Road-Ready Chevy Volt Hits The Streets
Just a little more than two years after the Volt was first introduced as a concept to journalists at the 2007 North American International Auto Show, the first pre-production versions of Chevrolet's extended range electric vehicle have hit the asphalt.
Until now, we've only seen test cars that don't run on their own power, or test powertrains running inside other vehicle bodies. These are the first versions of the actual vehicle consumers will be able to buy, and they look pretty similar to the photos we published back in September.
In case you've been living inside a cave for the last couple years, the 2011 Chevrolet Volt is a front-wheel-drive, four-passenger Extended-Range Electric Vehicle that uses electricity as its primary power source and gasoline as its secondary power source to propel the vehicle. The goal is to remove "range anxiety" that is common with traditional electric-battery-powered vehicles. The Volt can be charged at home overnight to runs on battery power alone for short trips (up to 40 miles), and for longer trips, additional electricity can be supplied by a gasoline-powered internal combustion engine or a fuel cell.
Most of these first-build cars will be used for the testing and validation of production and design. They will also be used to develop the final software and controls, including the way that the driver interacts with the vehicle. Some will have short lives, as they'll be crash tested after running other tests like endurance, battery drivetrain interface, and windshield wiper and door function.

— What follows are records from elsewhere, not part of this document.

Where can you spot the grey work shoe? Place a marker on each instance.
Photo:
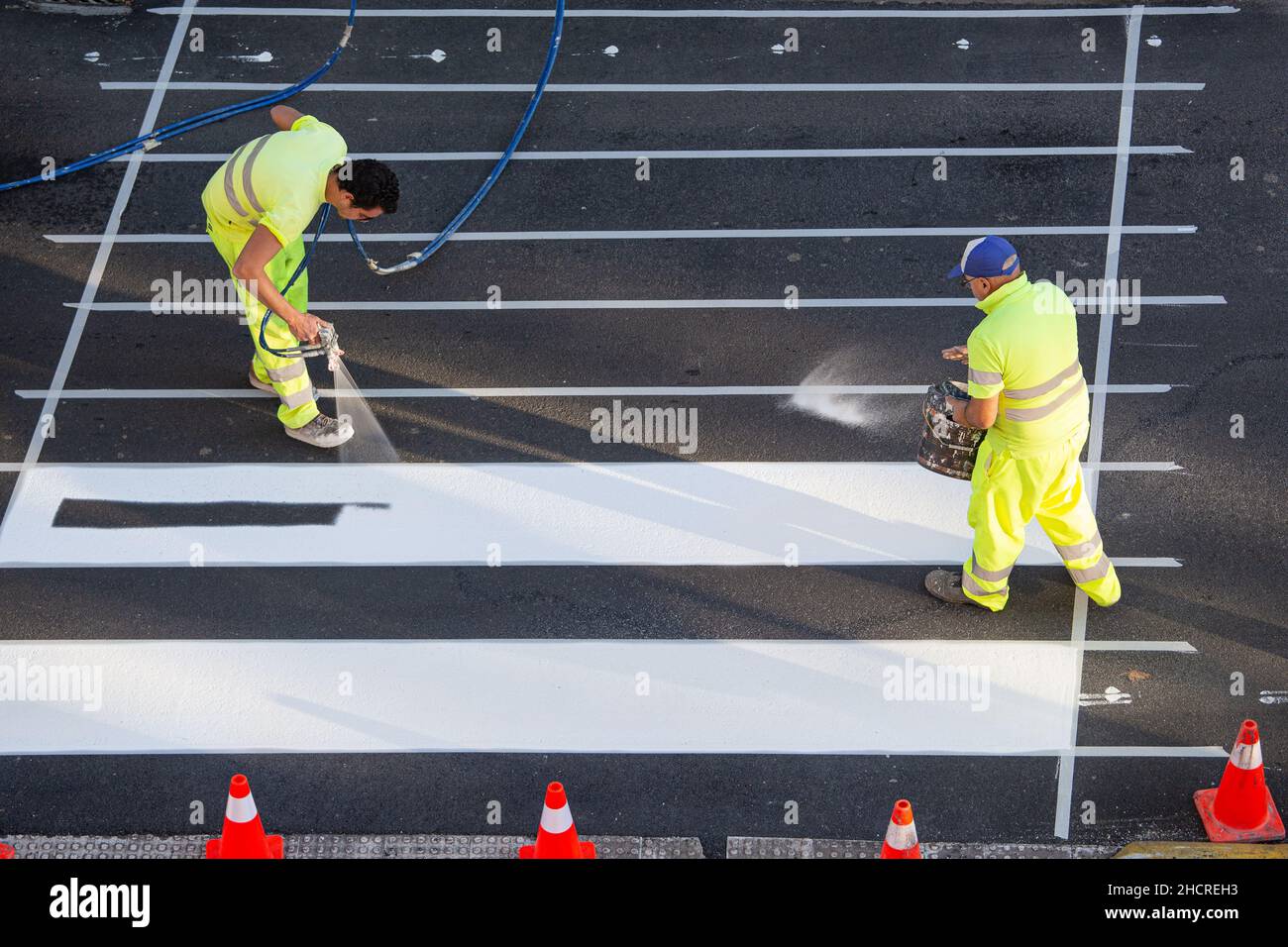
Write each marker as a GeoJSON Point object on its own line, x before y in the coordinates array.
{"type": "Point", "coordinates": [268, 385]}
{"type": "Point", "coordinates": [323, 432]}
{"type": "Point", "coordinates": [947, 586]}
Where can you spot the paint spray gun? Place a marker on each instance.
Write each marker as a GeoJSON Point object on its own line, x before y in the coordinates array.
{"type": "Point", "coordinates": [327, 344]}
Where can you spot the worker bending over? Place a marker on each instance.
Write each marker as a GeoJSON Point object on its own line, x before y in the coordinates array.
{"type": "Point", "coordinates": [258, 205]}
{"type": "Point", "coordinates": [1026, 389]}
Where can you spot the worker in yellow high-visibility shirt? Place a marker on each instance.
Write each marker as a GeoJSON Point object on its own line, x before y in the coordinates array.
{"type": "Point", "coordinates": [258, 205]}
{"type": "Point", "coordinates": [1028, 390]}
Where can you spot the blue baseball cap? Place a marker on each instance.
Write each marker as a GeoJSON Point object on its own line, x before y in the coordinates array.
{"type": "Point", "coordinates": [987, 257]}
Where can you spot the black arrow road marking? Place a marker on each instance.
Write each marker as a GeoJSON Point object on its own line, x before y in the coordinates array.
{"type": "Point", "coordinates": [128, 514]}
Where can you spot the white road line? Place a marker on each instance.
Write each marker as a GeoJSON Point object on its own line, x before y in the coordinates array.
{"type": "Point", "coordinates": [104, 252]}
{"type": "Point", "coordinates": [1157, 751]}
{"type": "Point", "coordinates": [542, 304]}
{"type": "Point", "coordinates": [698, 154]}
{"type": "Point", "coordinates": [639, 88]}
{"type": "Point", "coordinates": [532, 392]}
{"type": "Point", "coordinates": [730, 234]}
{"type": "Point", "coordinates": [662, 513]}
{"type": "Point", "coordinates": [1009, 13]}
{"type": "Point", "coordinates": [999, 697]}
{"type": "Point", "coordinates": [1113, 245]}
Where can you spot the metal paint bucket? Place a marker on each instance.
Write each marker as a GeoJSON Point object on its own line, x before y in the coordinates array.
{"type": "Point", "coordinates": [947, 447]}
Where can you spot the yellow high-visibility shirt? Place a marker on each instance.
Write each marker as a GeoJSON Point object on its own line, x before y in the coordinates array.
{"type": "Point", "coordinates": [1026, 350]}
{"type": "Point", "coordinates": [277, 180]}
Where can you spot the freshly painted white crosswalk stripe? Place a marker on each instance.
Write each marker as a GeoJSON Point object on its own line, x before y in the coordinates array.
{"type": "Point", "coordinates": [918, 13]}
{"type": "Point", "coordinates": [533, 513]}
{"type": "Point", "coordinates": [539, 696]}
{"type": "Point", "coordinates": [699, 154]}
{"type": "Point", "coordinates": [537, 392]}
{"type": "Point", "coordinates": [726, 234]}
{"type": "Point", "coordinates": [1089, 303]}
{"type": "Point", "coordinates": [441, 88]}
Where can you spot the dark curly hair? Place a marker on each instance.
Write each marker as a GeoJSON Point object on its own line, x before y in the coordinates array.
{"type": "Point", "coordinates": [373, 184]}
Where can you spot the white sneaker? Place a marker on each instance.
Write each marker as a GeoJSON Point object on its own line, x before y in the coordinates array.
{"type": "Point", "coordinates": [268, 385]}
{"type": "Point", "coordinates": [323, 432]}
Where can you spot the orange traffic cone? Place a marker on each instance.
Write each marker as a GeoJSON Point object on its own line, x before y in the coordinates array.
{"type": "Point", "coordinates": [1240, 808]}
{"type": "Point", "coordinates": [902, 835]}
{"type": "Point", "coordinates": [244, 834]}
{"type": "Point", "coordinates": [557, 835]}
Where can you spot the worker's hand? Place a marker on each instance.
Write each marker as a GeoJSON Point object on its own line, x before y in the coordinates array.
{"type": "Point", "coordinates": [305, 328]}
{"type": "Point", "coordinates": [957, 354]}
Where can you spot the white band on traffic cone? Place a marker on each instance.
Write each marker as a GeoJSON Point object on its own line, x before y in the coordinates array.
{"type": "Point", "coordinates": [1247, 755]}
{"type": "Point", "coordinates": [555, 821]}
{"type": "Point", "coordinates": [902, 838]}
{"type": "Point", "coordinates": [241, 809]}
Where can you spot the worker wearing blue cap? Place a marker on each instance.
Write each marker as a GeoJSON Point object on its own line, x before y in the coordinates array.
{"type": "Point", "coordinates": [1026, 389]}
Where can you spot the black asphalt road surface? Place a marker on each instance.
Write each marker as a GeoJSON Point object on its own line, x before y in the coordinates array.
{"type": "Point", "coordinates": [1223, 514]}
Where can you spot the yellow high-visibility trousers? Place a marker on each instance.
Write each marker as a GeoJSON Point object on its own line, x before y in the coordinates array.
{"type": "Point", "coordinates": [1006, 493]}
{"type": "Point", "coordinates": [288, 376]}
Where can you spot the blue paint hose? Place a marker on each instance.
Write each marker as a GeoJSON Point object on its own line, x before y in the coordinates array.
{"type": "Point", "coordinates": [179, 128]}
{"type": "Point", "coordinates": [455, 223]}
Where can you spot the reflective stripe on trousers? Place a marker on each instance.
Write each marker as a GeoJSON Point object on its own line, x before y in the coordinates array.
{"type": "Point", "coordinates": [288, 376]}
{"type": "Point", "coordinates": [1006, 493]}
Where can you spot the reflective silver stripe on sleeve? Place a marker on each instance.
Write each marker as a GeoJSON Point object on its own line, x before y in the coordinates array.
{"type": "Point", "coordinates": [990, 575]}
{"type": "Point", "coordinates": [986, 377]}
{"type": "Point", "coordinates": [230, 191]}
{"type": "Point", "coordinates": [1080, 551]}
{"type": "Point", "coordinates": [246, 167]}
{"type": "Point", "coordinates": [1037, 414]}
{"type": "Point", "coordinates": [292, 369]}
{"type": "Point", "coordinates": [1050, 385]}
{"type": "Point", "coordinates": [299, 398]}
{"type": "Point", "coordinates": [977, 589]}
{"type": "Point", "coordinates": [1093, 573]}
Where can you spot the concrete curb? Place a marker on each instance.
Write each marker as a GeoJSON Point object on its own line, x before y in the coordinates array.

Approximately 80 of these pre-production vehicles will be built over the next year, putting General Motors ahead of pre-production deadlines. The automaker hopes to start producing Volts for retail sale in by the end of Fall 2010. Pricing has not yet been released.
When they finally enter full production, GM estimates that each Chevy Volt could save about 500 gallons of gasoline per year, based on 40 miles of daily driving and 15,000 miles annually. For drivers that commute 60 miles per day or 21,000 miles annually, about 550 gallons of gasoline could be saved.